Produtividade e custo operacional: Oxicorte X Plasma X Laser

A cada ano, os cortes de metais na indústria metal mecânica, vem ganhando mais visibilidade e exigindo cada vez mais um comparativo técnico para avaliar os custos finais do produto. Há muito tempo, o corte e a preparação das peças de um conjunto soldado eram feitos na própria empresa responsável.

Hoje, quando um consultor de corte de metais recebe uma consulta de qual o melhor processo para cortar uma chapa de aço ao carbono em espessuras entre 6 a 25 mm, ele fica frente a frente com diversas possibilidades que podem ser executadas para esse processo. Seu problema está em resolver os problemas implícitos no processo como: qualidade, custo operacional e produtividade.

No mercado, existem alguns tipos de cortes disponíveis, mas neste artigo iremos ver as opões mais comuns e utilizadas pela indústria de corte térmico em metais: o Oxicorte – processo mais usado por ser de fácil aquisição e popularmente difundido – o Laser – requisitado por conseguir realizar cortes de alto nível de qualidade – e o Plasma que vem crescendo cada vez mais na indústria metal mecânica.

Entendendo: Oxicorte, Plasma e Laser

O Oxicorte é um processo de corte é realizado através de uma reação de oxidação com oxigênio puro. Já o corte a plasma é uma técnica de corte de chapas metálicas ou outros materiais, onde o corte ocorre através de um processo similar ao Soldagem por arco elétrico com gás de proteção. E o corte a Laser, como o próprio nome já diz, é um processo que pode ser aplicado em diversos tipos de materiais, como acrílico, madeira, papel, plástico, aço-carbono e aço inox, alumínio, dentre vários outros, no entanto, seu uso mais comum é o industrial.
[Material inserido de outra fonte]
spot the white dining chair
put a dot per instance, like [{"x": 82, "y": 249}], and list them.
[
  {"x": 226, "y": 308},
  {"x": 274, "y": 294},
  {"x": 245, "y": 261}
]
Qual é o melhor entre os 3

Depois de decidir o processo de corte utilizado, é preciso observar a capacidade do processo de produzir incisões, conforme aquilo que foi solicitado pelo cliente. Com a tecnologia avançando sobre as máquinas, equipamentos e acessórios, a qualidade entre cada um dos processos apresentados (Oxicorte, Plasma e Laser) é muito similar em espessuras médias e peças de contornos simples ou de baixa e média complexidade. Para cortar espessuras finas, principalmente peças de contornos de alta complexidade, o Laser é a única opção que consegue dar conta da tarefa, seja de forma interna ou externa.
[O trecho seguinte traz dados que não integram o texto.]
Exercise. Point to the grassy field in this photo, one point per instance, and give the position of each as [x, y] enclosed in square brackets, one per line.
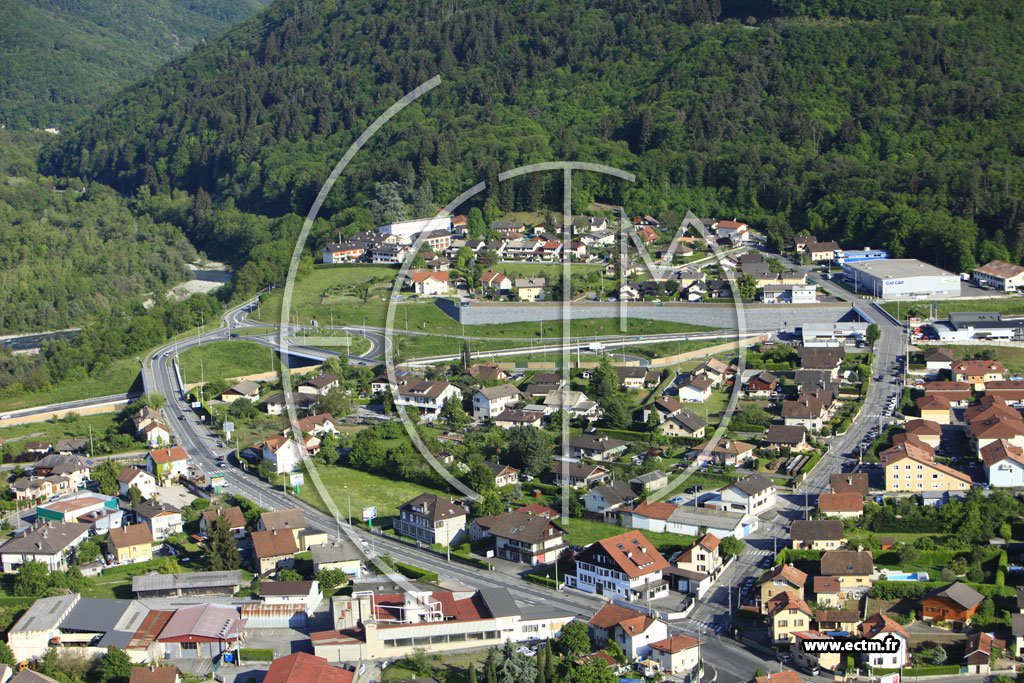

A capacidade produtiva, também é um fator determinante, na hora de escolher o processo de corte. Em uma faixa ampla de espessura entre 6,4 e 25 mm, o Plasma entrega mais produtividade que os outros dois processos, atrelando um custo-benefício maior em tempo gasto e dinheiro investido no processo. O Plasma também pode ser considerado como opção alternativa, dependendo da possibilidade de desconsideração dos requisitos de qualidade – para espessuras finas – ou de produtividade em relação ao recurso financeiro – para espessuras grossas.

Conclusão

Analisar a melhor opção ideal, de acordo com a necessidade do serviço de corte, requer a supervisão de um profissional especializado, que ajude na escolha do processo que entregará a melhor produtividade e qualidade do serviço, por isso, não deixe de consultar um especialista da área, antes de selecionar o tipo de corte que você precisa.